JSAI2021

Presentation information

International Session

International Session (Work in progress) » EW-2 Machine learning

[3N1-IS-2d] Machine learning (4/5)

Thu. Jun 10, 2021 9:00 AM - 10:40 AM Room N (IS room)

Chair: Hisashi Kashima (Kyoto University)

9:20 AM - 9:40 AM

[3N1-IS-2d-02] Accurate underwater model based dataset and analysis

〇Shunsuke Takao1 (1. Port and Airport Research Institute)

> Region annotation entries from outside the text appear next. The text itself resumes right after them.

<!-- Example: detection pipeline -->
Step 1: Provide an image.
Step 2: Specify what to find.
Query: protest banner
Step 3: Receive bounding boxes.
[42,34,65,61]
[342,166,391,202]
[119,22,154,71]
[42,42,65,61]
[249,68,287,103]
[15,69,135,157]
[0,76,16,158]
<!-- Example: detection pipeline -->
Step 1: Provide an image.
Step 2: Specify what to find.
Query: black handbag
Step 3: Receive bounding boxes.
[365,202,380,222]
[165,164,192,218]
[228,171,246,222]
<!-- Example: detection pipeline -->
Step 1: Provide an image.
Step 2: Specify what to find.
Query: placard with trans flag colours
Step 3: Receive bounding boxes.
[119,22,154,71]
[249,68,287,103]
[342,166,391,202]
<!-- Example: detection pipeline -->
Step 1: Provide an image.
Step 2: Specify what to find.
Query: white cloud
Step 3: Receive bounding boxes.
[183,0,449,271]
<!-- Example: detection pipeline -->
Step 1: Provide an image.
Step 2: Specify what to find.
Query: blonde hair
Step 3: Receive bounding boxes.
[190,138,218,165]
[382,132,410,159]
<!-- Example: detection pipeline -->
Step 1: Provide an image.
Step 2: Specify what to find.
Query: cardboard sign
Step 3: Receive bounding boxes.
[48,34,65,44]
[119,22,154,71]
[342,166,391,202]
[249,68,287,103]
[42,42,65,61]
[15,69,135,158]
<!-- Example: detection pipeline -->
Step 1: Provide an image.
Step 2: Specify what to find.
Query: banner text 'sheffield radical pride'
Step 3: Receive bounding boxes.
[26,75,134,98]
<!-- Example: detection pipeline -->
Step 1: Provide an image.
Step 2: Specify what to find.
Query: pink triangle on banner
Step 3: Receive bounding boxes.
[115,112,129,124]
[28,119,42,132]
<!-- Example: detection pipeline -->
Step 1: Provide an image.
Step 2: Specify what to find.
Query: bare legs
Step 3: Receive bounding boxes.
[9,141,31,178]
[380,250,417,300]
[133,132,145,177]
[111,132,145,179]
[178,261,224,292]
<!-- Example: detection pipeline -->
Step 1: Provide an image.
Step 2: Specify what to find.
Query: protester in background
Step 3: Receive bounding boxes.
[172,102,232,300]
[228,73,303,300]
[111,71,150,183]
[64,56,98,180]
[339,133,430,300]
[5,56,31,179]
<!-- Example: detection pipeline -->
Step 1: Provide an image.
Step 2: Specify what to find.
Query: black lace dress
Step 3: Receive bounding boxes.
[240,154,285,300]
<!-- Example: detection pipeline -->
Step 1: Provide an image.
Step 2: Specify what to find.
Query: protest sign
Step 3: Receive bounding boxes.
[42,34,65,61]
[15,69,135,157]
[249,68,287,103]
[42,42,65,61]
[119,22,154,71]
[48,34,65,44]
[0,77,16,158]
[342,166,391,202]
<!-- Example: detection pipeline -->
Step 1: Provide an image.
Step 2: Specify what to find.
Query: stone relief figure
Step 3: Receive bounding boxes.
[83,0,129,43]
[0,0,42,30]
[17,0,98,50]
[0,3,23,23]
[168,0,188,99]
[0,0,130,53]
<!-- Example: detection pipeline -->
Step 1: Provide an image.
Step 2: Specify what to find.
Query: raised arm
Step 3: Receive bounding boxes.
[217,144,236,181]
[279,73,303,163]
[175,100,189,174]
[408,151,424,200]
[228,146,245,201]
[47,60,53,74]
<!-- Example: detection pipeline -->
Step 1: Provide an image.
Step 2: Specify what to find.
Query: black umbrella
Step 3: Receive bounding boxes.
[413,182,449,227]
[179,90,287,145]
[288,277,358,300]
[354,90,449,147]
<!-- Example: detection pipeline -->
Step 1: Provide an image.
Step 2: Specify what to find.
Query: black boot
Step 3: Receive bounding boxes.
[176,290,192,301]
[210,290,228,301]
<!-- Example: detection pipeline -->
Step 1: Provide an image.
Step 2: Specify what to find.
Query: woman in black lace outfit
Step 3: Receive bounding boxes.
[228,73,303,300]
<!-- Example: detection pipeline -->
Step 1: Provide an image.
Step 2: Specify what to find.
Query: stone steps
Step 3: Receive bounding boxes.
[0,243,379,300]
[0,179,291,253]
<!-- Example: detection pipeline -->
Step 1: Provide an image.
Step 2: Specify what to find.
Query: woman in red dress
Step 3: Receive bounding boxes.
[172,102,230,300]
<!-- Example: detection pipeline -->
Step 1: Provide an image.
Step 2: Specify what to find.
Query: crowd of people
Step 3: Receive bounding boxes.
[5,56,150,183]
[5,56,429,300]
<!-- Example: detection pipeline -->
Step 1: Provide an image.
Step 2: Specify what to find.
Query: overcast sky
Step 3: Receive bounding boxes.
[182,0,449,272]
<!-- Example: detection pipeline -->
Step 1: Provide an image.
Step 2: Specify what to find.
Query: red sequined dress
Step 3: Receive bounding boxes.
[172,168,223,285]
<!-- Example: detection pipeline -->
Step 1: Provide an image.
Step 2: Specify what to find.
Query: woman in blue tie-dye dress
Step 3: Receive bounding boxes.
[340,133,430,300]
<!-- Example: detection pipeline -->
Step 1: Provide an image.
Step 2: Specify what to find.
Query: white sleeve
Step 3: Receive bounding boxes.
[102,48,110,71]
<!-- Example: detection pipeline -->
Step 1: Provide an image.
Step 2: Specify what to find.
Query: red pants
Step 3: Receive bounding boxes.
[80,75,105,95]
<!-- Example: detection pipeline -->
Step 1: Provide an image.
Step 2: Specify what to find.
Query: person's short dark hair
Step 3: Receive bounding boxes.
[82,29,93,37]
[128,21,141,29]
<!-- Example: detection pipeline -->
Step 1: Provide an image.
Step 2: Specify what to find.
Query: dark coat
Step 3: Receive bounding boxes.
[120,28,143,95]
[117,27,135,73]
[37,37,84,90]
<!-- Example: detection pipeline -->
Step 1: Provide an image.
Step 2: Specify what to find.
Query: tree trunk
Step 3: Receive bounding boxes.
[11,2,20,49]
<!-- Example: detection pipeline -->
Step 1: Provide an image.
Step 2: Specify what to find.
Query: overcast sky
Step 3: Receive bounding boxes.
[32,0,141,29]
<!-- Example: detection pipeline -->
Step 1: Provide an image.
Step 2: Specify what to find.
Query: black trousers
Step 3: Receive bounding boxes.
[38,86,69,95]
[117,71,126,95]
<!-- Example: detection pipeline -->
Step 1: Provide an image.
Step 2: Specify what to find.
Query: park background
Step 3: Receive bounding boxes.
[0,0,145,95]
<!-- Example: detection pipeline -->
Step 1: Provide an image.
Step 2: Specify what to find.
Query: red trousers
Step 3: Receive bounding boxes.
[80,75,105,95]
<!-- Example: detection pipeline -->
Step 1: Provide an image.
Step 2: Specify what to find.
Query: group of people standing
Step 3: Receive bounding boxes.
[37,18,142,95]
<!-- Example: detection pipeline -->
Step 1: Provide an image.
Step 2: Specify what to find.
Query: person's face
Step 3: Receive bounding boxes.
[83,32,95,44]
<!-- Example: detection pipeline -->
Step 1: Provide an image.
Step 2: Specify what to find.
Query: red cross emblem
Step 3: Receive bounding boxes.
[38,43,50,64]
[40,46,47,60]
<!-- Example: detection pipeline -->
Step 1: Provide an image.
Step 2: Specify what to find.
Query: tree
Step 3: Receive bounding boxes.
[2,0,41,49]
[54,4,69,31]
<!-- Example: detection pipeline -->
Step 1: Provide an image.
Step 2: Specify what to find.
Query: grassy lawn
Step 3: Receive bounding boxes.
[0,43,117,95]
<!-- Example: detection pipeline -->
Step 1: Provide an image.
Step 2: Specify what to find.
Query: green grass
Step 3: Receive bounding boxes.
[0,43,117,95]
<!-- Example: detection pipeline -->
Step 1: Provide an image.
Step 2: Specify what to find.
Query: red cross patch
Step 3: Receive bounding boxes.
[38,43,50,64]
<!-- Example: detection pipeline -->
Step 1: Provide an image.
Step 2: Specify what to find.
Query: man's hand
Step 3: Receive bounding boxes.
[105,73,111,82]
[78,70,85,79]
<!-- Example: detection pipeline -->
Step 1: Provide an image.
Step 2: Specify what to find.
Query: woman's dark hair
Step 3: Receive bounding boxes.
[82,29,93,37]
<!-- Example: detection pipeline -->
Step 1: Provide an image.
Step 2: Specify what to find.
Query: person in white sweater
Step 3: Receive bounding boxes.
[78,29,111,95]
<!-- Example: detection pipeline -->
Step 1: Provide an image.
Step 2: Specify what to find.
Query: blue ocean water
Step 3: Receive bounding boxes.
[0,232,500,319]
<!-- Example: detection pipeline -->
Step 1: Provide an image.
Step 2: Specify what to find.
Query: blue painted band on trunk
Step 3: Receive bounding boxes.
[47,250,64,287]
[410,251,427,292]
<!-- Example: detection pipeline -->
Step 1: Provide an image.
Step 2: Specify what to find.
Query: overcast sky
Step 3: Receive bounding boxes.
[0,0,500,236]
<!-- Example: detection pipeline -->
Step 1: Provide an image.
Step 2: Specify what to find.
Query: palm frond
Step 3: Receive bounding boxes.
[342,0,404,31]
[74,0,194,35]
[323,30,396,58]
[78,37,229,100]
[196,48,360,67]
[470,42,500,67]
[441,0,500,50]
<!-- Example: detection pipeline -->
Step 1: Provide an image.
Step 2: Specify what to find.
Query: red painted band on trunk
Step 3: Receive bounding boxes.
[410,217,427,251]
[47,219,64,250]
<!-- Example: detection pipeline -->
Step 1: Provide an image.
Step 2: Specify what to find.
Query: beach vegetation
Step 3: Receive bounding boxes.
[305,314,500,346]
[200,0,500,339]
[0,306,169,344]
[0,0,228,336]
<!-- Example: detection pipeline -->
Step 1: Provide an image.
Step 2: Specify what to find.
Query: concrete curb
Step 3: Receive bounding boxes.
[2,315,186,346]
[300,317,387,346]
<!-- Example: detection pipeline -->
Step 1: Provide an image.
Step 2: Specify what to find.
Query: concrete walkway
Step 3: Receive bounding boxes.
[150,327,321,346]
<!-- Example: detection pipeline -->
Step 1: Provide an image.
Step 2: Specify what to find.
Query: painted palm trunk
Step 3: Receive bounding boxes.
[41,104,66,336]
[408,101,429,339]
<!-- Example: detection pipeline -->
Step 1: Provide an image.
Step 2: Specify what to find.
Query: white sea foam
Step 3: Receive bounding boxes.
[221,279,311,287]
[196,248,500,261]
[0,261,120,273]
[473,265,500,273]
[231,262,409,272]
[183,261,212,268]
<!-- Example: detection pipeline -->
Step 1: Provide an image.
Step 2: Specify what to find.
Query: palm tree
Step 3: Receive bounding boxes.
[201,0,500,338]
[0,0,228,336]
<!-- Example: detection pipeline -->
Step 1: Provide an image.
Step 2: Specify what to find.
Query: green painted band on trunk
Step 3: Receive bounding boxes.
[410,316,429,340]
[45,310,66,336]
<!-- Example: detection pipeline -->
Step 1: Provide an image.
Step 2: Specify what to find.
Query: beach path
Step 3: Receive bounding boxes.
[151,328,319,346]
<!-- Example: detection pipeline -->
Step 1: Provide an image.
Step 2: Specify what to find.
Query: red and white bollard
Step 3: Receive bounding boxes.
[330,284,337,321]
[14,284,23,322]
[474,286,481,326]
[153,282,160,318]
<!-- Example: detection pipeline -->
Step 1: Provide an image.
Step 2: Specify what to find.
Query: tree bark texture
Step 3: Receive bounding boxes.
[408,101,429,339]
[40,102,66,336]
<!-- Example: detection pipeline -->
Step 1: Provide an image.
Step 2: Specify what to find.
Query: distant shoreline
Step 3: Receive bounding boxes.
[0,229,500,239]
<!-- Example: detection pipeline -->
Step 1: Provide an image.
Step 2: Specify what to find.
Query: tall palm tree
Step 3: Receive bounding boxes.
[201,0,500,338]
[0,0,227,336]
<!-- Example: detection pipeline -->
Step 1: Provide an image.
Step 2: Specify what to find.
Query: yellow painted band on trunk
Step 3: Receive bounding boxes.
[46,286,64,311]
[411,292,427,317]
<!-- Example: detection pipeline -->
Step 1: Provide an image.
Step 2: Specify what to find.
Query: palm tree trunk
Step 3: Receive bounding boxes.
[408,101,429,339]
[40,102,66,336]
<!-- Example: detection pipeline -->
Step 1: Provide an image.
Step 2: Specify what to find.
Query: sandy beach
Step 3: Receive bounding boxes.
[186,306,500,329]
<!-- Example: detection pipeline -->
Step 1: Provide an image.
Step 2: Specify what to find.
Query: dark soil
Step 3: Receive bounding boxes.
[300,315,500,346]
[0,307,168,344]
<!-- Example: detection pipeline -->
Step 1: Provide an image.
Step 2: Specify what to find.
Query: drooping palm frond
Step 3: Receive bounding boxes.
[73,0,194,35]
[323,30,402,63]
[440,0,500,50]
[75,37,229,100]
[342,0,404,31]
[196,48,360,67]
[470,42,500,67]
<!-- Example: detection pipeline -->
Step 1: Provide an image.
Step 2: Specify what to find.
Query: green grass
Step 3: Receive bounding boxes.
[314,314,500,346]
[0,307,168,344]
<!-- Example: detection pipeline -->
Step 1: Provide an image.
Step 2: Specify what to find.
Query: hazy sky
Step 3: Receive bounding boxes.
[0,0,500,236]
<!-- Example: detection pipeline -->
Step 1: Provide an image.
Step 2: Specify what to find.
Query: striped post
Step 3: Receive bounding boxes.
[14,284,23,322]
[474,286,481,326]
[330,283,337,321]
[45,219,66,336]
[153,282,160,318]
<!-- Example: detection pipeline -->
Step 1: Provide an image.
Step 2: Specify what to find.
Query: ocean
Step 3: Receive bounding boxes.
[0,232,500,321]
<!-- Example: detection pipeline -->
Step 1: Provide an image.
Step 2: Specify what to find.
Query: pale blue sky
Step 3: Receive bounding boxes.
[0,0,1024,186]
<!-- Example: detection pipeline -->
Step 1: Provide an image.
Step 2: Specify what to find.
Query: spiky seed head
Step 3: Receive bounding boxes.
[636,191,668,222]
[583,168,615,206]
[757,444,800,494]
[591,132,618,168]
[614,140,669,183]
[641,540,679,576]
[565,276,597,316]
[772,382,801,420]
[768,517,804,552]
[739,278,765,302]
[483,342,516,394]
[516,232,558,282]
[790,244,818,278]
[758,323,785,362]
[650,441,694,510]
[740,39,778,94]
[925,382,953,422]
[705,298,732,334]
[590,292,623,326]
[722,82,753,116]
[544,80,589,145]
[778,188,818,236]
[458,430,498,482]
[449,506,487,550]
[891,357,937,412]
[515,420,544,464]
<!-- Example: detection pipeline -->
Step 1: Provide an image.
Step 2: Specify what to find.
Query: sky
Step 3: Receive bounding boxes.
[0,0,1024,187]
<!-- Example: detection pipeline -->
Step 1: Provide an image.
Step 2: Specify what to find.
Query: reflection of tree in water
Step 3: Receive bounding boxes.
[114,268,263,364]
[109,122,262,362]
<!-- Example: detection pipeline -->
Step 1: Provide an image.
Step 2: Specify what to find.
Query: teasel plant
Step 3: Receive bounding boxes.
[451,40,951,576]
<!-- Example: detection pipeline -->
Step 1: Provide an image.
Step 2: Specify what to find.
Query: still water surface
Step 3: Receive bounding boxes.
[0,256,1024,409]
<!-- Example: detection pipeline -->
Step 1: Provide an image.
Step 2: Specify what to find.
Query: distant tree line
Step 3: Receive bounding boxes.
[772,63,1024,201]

Keywords:underwater image dataset, underwater image enhancement, deep learning

Although underwater images are important in many fields, image degradation such as color distortion or declined contrast caused by the complex ocean environment is a serious problem. In order to remove strong noises in underwater images, learning based approaches like deep learning are a prominent solution, but making large underwater dataset is a challenging task, not as in land images. Artificial images are commonly used in stead of real images to satisfy sufficient data in underwater image processing, but previous underwater image models are simplified and lacking reality. In order to enhance underwater images, this research constructs large underwater dataset based on correct underwater image model. Also, analysis of the constructed dataset and the performance of the proposed model is presented. PSNR of the proposed dataset distributed in wider range, suggesting the reality of the proposed dataset.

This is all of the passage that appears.